Okudukları onlara ne fayda veriyor. Hiçbir faydası yok.
Bulduklarından ne fayda umuyorlar. Meclis'te oturup Risale
okuyup uyuklama ne fayda verir." sözleriyle yeni bir
tartışma başlattı.
Said-i Nursi'ye yönelik sert eleştirilerin yer aldığı söyleşide
Kıbrısi, risalelerde laiklik ile ilgili hiçbir şey yazılmamasını
eleştirerek, "İçinde bulunduğumuz hal, iyi midir değil midir? Bunu
bilecek, dinleyecek çok kimse var şimdi. Hadisi Şerif okumaktan da
fayda yok onlara. Bu vartaya nasıl düştük. Bu millet aldatıldı mı,
aldatılmadı mı? Kütüphanende isterse bin tane Risale-i Nur olsun.
Bir faydası yok. Onları al Said-i Nursi'nin mezarının başına götür
"Sen oku" de. Laiklik bir vartadır. Risase'de laiklik geçmiyorsa
bundan ne anladık. Risaleler milleti uyutuyor. Risaleleri müzeye
koymalı.
Said Nursi'nin yazdığı kitapları 5 defa yazdım. O Amerika'daki
Fettullah Gülen'den de bize bir şey gelmiyor. Bu gençliğe ondan bir
şey yok." diye konuşuyor.
ŞEYH NAZIM KIBRISİ KİMDİR?
Kıbrıs’ın
Larnaka şehrinde 25 Nisan 1922 (1 Ramazan 1340) Cuma günü doğan
Nakşibendi şeyhi.
Anne tarafından Mevlevi tarikatı kurucusu Mevlana Celaleddin
Rumi'den, baba tarafıdan Kadiri tarikatı kurucusu Abdulkadir
Geylani'den gelir. Hem Şerif yani Hasani, hem de Seyyid yani
Hüsseyinidir. 1940`larda İstanbul'da Kimya Fakültesini okudu.

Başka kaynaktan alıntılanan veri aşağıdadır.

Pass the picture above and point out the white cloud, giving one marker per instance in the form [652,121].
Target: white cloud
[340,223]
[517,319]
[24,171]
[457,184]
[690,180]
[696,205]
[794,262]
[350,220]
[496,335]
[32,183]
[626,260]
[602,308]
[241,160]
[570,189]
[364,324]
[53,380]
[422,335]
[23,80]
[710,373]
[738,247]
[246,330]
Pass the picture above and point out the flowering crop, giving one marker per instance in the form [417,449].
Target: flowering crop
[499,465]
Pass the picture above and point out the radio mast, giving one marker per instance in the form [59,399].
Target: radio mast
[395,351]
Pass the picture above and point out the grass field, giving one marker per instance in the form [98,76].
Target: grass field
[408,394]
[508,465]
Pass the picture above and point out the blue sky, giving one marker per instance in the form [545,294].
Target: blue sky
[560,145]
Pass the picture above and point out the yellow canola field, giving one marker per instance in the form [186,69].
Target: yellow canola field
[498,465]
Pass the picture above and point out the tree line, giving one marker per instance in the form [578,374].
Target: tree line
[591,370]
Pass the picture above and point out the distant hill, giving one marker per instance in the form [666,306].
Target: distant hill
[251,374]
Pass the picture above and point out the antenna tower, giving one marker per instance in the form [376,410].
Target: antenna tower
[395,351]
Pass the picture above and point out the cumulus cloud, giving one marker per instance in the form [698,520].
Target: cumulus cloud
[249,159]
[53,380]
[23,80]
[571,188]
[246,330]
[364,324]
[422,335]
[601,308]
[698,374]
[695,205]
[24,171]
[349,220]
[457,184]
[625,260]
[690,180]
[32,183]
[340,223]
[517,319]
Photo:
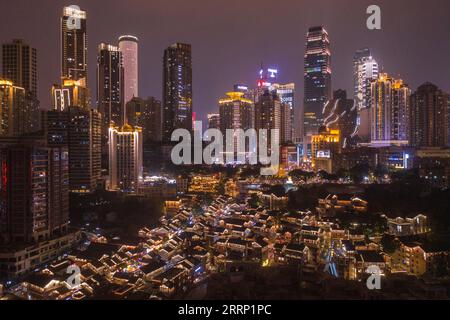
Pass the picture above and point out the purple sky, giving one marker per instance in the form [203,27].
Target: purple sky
[230,38]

Oradan Şam'a gidip orada Nakşibendi tarikatın şeyhi olan Abdullah
Dağıstani ile tanıştı. 1941'de Hacı Emine Hanım ile evlendi ve 4
çoçuk sahibi oldular. Abdullah Dağıstani'nin manevi terbiyesine
girdi. Onun emri ile tasavufu insanlara öğretmeye başladı. 1972'de
Şeyh'inin ölümü ile onun yerine geçti. Bütün Dünya'da, özelikle
Avrupa ve Amerika'da İslamiyet ve Nakşibendiliği yaymak ile
uğraşmaktadır.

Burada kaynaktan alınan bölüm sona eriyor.